В 1873 году Толстой проводил лето в Самарской губернии. После нескольких недородных годов губернию поразил полный неурожай. Надвигался голод. Между тем не только никто в центре не знал об этом, но даже местная администрация не знала… или не хотела знать. Толстой поднял шум в газетах, ярко обрисовал надвигающуюся беду, страстно звал на помощь… И посыпались пожертвования, всюду образовались комитеты помощи голодающим…
Толстому шел шестой десяток лет. Уж теперь-то, казалось бы, жизнь вполне определилась, – счастливая и самоудовлетворенная жизнь большого художника, получившего всеобщее признание. И в это-то как раз время в душе Толстого происходит глубокий надлом, и вся его на редкость счастливая, гармоническая жизнь совершенно для него обессмысливается. Вопросы о ценности жизни, о смысле ее перед лицом неизбежной смерти, – вопросы, занимавшие в его произведениях и раньше центральное место, – теперь встают перед ним с настойчивостью небывалою. Острота их сама по себе в большой степени обусловливалась, по-видимому, тою своеобразною физической ломкою, которая происходит в организме человека на перевале, отделяющем зрелый возраст от старости. В своей «Исповеди» Толстой рассказывает об отчаянии, которое овладело им, о том, как он близок был к самоубийству, как прятал от себя шнурок, чтоб не повеситься, и не ходил с ружьем на охоту, чтоб не застрелиться. Конечно, он бы не убил себя, – слишком велик был в нем запас жизненной энергии, слишком исчерпывающие ответы дал на эти проклятые вопросы сам он, как художник, из бессознательных глубин своего влюбленного в жизнь духа[1]. Он нашел бы то или иное оправдание жизни, перевал был бы перейден, и явилась бы новая душевная гармония, – гармония умиротворенной, просветленной старости.
Но в состоянии того обостренного зрения, которое было вызвано указанным кризисом.
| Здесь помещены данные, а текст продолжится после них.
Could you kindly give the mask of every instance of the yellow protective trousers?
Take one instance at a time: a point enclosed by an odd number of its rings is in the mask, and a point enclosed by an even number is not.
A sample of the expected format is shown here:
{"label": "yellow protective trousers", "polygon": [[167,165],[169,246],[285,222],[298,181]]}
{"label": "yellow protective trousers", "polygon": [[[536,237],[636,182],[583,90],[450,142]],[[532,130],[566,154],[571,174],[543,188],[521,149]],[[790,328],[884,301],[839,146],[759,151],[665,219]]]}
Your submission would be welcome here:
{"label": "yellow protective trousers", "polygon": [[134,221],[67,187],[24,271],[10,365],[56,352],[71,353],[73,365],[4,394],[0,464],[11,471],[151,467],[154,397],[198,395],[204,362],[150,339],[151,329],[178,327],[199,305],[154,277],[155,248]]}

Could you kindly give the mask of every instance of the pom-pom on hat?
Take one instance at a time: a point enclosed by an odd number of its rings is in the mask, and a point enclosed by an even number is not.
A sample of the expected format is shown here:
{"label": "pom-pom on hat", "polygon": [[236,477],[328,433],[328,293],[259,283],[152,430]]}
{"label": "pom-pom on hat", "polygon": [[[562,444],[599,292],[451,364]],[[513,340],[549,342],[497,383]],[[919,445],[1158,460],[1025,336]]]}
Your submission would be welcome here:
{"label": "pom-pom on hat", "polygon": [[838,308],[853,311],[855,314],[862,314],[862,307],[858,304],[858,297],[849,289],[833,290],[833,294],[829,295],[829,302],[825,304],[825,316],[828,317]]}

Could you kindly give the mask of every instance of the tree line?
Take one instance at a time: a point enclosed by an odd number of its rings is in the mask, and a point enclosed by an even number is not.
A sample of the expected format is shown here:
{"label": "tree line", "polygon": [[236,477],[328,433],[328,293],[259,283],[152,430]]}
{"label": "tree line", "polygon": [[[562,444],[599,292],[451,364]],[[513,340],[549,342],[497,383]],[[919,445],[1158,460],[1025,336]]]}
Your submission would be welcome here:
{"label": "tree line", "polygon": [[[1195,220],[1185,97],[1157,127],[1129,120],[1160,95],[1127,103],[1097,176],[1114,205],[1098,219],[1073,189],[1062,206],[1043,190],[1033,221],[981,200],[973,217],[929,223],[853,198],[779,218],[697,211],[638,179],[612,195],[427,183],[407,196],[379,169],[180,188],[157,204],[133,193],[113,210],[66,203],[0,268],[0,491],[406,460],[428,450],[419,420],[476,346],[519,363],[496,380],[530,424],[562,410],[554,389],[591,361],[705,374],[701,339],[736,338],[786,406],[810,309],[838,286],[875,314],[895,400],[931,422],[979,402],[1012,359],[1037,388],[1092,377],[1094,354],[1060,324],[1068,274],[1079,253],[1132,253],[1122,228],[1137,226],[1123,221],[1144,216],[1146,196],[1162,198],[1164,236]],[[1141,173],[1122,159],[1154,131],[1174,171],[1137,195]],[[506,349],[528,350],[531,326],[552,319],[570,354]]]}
Толстой увидел еще нечто такое, что сделало совершенно немыслимым возвращение к какой бы то ни было гармонии прежнего типа. Выбит был из-под здания какой-то самый основной устой, и все прекрасное, гармоническое здание заколебалось и рухнуло навсегда. Устой этот был выбит ярко и глубоко почувствованною истиною, которую Толстой формулирует в «Исповеди» так: «Жизнь нашего круга не есть жизнь, а только подобие жизни; условия избытка, в которых мы живем, лишают нас возможности понимать жизнь… Жизнь трудящегося народа, всего человечества, творящего жизнь, это – сама жизнь, и смысл, придаваемый этой жизни, есть истина». Широко открывшимися глазами человека, проснувшегося от глубокого сна, смотрит Толстой на окружающие уродства жизни. Какое же возможно гармоническое, не развращающее душу счастье среди этой униженной, задавленной, задыхающейся жизни?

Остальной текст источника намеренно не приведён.